“Good heavens! is it possible,” thought Jack, “that this man does not really know that he is monstrous?”
Yet such was the case. Mr Oxbelly had no idea that he was otherwise than in good condition, although he had probably not seen his knees for years. It was his obesity that was the great objection to him, for in every other point there was nothing against him. He had, upon one pretence and another, been shifted, by the manoeuvres of the captains, out of different ships, until he went up to the Admiralty to know if there was any charge against him. The First Lord at once perceived the charge to be preferred, and made a mark against his name as not fit for anything but harbour duty. Out of employment, he had taken the command of a privateer cutter, when his wife who was excessively fond, would, as he said, follow him with little Billy. He was sober, steady, knew his duty well; but he weighed twenty-six stone, and his weight had swamped him in the service.
His wish, long indulged, had become, as Shakespeare says, the father of his thought, and he had really at last brought himself to think that he was not by any means what could be considered a fat man. His wife, as he said, was also a very stout woman, and this exuberance of flesh on both sides, was the only, but continual, ground of dispute.
Chapter Thirty Eight.
In which our hero, as usual, gets into the very middle of it.

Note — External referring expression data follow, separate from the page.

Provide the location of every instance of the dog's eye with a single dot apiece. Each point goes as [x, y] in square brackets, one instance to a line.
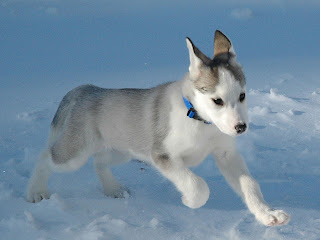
[218, 101]
[242, 97]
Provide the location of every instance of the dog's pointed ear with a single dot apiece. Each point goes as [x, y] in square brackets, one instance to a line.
[197, 59]
[222, 44]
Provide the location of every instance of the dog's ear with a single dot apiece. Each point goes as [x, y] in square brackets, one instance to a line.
[197, 59]
[222, 44]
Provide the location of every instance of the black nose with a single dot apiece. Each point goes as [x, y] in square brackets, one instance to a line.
[240, 128]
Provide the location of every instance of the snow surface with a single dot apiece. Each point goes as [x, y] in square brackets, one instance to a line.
[49, 47]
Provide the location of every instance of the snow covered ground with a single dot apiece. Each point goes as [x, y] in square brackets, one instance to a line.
[49, 47]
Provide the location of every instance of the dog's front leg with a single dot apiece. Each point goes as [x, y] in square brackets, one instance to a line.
[195, 191]
[234, 169]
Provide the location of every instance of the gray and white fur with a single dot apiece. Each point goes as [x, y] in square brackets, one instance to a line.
[117, 125]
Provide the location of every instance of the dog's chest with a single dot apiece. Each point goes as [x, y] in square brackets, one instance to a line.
[190, 142]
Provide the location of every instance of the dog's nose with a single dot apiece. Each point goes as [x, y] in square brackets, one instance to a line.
[241, 127]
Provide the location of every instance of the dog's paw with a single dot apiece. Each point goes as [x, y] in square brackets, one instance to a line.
[273, 218]
[198, 194]
[35, 197]
[120, 192]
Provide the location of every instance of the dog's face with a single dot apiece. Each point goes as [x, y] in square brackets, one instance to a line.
[219, 93]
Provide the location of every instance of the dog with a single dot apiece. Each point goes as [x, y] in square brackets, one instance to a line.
[172, 126]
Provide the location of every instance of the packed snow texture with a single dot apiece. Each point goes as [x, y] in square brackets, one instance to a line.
[54, 50]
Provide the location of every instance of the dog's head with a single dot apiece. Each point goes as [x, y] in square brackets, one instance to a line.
[218, 85]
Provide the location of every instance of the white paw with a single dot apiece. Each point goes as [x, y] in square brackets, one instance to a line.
[273, 217]
[118, 192]
[35, 197]
[198, 194]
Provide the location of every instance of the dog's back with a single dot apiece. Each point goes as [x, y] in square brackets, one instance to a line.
[123, 119]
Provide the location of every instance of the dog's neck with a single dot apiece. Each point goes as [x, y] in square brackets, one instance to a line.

On the eleventh day the Rebiera entered the Straits, and the Rock of Gibraltar was in sight as the sun went down; after which the wind fell light, and about midnight it became calm, and they drifted up. At sunrise they were roused by the report of heavy guns, and perceived an English frigate about eight miles farther up the Straits, and more in the mid-channel, engaging nine or ten Spanish gunboats, which had come out from Algesiras to attack her. It still continued a dead calm, and the boats of the frigate were all ahead towing her, so as to bring her broadside to bear upon the Spanish flotilla. The reverberating of the heavy cannon on both sides over the placid surface of the water—the white smoke ascending as the sun rose in brilliancy in a clear blue sky—the distant echoes repeated from the high hills—had a very beautiful effect for those who are partial to the picturesque. But Jack thought it advisable to prepare for action instead of watching for tints—and in a short time all was ready.

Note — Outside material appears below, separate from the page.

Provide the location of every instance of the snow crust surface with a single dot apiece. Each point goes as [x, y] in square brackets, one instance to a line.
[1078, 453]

“They’ll not come to us, Mr Easy, as long as they have the frigate to hammer at; but still we had better be prepared, for we cannot well pass them without having a few shot. When I came up the Straits in the privateer we were attacked by two, and fought them for three hours; their shot dashed the water over our decks till they were wet fore and aft, but somehow or another they never hit us—we were as low as they were. I’ll be bound but they’ll hull the frigate though. Mrs Oxbelly and Billy were on deck the whole time—and Billy was quite delighted, and cried when they took him down to breakfast.”
“Why, Mrs Oxbelly must be very courageous.”